I was ready. I waited patiently for my turn, clapping good-naturedly as each of my peers took their turn at the microphone. It seemed to take forever, but I finally heard my number being called. I stood up and walked slowly to the microphone, anxiously wondering what word I would be given. The judge announced, “Remy, your word is purple.”

I beamed with excitement. My bedroom walls were painted purple. My backpack boasted different shades of purple. I spent hours over the summer painstakingly picking purple school supplies. Needless to say, it was my favorite color. I rushed to grab the microphone and blurted, “Purple, p-u-r-p-l-a, purple.” I froze. It couldn’t be. I had said the word so fast that I accidentally spelled it incorrectly. As I processed what had just happened, I saw the faces of my parents reflecting the same shock I was feeling.

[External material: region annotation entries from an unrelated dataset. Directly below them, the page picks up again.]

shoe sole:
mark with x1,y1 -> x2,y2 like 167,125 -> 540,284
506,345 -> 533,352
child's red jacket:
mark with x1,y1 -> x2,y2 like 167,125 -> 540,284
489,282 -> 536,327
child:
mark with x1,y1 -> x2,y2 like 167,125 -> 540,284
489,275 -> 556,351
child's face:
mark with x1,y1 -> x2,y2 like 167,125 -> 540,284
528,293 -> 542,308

After that fateful incident, my spelling bee days were over. But I learned very valuable lessons that day: good things take time, and words are powerful. Since the second grade, I continue to learn these lessons again and again, and they have served me well. I have developed patience and tenacity, and my interminable optimism has only grown. The lesson that good things take time has made the process of writing, especially for La Verne Magazine, all the more rewarding for me.

The second lesson that words are powerful has been significantly relevant in recent months. Living through a pandemic is a strange and stressful journey, but it is one that has taught me how history is recorded. The words we choose to define our present will one day influence our future. Thankfully, I have learned to slow down and spell my words correctly.